Empowering Through Education: JRS’s Language Classes in Addis Ababa

14 February 2024|Paula Casado Aguirregabiria

Meet Thomas Beyene, a dedicated Eritrean Incentive Staff member at JRS, contributing to the transformative journey of young refugees. Since November 2019, he has been teaching English at the CPC (Child Protection Centre).

Learning English is not just about linguistic skills; it’s a gateway to international communication, future opportunities, and inclusion for refugees. The classes at JRS cover both Amharic and English, acknowledging the linguistic diversity among beneficiaries.

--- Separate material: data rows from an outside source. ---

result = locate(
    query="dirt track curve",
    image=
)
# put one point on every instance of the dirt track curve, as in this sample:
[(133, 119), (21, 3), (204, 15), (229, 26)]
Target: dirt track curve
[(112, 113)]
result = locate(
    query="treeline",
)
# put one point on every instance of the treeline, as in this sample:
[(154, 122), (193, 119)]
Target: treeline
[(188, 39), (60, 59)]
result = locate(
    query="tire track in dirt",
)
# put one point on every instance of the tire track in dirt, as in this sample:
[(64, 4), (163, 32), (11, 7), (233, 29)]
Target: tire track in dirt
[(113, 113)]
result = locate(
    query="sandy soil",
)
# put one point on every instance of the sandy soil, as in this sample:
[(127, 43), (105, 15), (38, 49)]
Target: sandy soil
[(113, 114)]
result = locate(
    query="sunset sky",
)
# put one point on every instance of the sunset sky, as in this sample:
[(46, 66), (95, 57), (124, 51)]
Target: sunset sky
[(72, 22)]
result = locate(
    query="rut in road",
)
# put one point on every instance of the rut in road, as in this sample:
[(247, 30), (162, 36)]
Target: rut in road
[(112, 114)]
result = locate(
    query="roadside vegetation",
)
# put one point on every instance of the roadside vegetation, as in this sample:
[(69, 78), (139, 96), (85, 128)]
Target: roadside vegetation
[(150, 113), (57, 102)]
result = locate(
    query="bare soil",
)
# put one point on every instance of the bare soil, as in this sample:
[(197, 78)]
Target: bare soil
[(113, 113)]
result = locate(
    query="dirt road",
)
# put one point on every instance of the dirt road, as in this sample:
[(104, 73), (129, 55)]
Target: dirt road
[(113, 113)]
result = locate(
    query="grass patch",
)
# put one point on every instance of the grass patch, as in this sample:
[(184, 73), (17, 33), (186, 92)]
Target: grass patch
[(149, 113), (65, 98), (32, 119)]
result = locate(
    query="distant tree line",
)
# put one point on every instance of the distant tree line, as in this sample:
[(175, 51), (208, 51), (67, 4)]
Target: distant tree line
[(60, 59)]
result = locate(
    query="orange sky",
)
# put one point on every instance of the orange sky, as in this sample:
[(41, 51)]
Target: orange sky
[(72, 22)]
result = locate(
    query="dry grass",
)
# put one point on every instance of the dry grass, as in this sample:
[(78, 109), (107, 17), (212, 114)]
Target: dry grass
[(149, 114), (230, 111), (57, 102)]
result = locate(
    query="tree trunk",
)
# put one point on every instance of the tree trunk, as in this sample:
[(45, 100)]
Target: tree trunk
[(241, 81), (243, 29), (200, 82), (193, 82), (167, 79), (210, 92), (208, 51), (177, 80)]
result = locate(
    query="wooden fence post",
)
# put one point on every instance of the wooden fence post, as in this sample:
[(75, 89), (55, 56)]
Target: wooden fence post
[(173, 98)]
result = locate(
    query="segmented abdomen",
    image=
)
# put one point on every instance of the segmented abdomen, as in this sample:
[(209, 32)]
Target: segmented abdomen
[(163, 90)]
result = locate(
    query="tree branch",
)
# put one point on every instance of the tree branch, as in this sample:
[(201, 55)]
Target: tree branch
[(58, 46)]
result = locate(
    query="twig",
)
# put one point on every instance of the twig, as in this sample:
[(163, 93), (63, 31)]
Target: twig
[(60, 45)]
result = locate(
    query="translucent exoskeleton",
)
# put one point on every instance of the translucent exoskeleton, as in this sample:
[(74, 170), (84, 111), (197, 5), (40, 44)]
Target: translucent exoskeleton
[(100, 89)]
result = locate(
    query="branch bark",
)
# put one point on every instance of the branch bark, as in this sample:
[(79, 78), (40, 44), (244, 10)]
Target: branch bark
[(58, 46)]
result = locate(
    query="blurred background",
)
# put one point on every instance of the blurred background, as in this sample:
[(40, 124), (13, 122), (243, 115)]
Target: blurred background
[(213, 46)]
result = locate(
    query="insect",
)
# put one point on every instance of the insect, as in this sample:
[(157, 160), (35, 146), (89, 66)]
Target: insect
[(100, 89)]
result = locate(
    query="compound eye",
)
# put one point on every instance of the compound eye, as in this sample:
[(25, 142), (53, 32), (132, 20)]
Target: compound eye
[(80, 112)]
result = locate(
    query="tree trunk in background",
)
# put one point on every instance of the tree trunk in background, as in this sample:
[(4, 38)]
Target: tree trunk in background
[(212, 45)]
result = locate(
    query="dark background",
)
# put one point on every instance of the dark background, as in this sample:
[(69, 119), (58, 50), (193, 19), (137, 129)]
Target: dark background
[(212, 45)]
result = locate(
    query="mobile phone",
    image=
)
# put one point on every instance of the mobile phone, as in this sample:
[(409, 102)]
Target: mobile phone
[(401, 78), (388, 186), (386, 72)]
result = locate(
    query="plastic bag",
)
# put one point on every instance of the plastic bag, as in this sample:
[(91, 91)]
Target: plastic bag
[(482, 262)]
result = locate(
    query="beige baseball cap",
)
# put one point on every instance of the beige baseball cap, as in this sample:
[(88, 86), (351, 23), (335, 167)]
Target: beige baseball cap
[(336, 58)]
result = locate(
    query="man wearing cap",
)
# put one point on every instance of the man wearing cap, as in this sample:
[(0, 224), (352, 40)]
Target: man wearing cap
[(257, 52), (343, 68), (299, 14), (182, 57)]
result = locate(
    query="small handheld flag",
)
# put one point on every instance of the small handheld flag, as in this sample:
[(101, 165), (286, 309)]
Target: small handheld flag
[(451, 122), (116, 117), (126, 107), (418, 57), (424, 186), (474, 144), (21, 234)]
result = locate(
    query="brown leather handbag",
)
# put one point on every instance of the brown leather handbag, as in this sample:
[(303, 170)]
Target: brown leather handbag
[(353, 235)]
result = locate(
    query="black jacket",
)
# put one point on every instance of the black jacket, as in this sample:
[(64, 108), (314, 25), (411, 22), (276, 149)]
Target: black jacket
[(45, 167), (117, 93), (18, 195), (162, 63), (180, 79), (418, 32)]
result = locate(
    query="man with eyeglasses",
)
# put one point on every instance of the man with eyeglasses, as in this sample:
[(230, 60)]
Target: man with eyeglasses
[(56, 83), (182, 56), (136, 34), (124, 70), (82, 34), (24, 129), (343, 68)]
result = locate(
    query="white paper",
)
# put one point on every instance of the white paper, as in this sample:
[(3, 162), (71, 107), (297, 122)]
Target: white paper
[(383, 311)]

The majority, being Eritreans, face a language barrier in Addis Ababa, where English and Amharic prevail. To facilitate integration into the community, JRS offers three levels of English classes: beginners, intermediate, and advanced. The age group ranges from 10 to 24 years old, with varying attendance throughout the year.

During school holidays, around 100 students, predominantly girls, participate. In contrast, during the school period, the number reduces to 50/60, with a shift toward more male students. Thomas notes that most students show remarkable progress, often achieving conversational abilities in both Amharic and English within 3 to 4 months.

While language proficiency is a primary focus, the overarching goal is to enable these children to enroll in formal education. The emphasis is on empowering them to make choices, with a strong advocacy for joining formal schools. However, not all students opt for this path, and notably, it’s often boys who decide against formal Ethiopian education.

Understanding the significance of language in adapting to local practices and cultures, especially Amharic, Thomas highlights its role in mitigating cultural shock. Eritrean and Ethiopian cultures, despite some similarities, differ, and language acts as a bridge for integration.

In response to security concerns in Ethiopia and Addis, reflected in increased police checks and difficulties in movement, JRS initiated “Make-up Classes.” These recovery classes provide an opportunity for youth who miss regular lessons due to safety concerns. While not ideal, given the current exceptional circumstances, these classes aim to compensate for lost hours and offer a second chance for learning.

Despite the challenges, the biggest hurdle remains student attendance. JRS continues its unwavering commitment to providing quality education, recognizing that education is not just about learning a language; it’s about empowering individuals to shape their futures.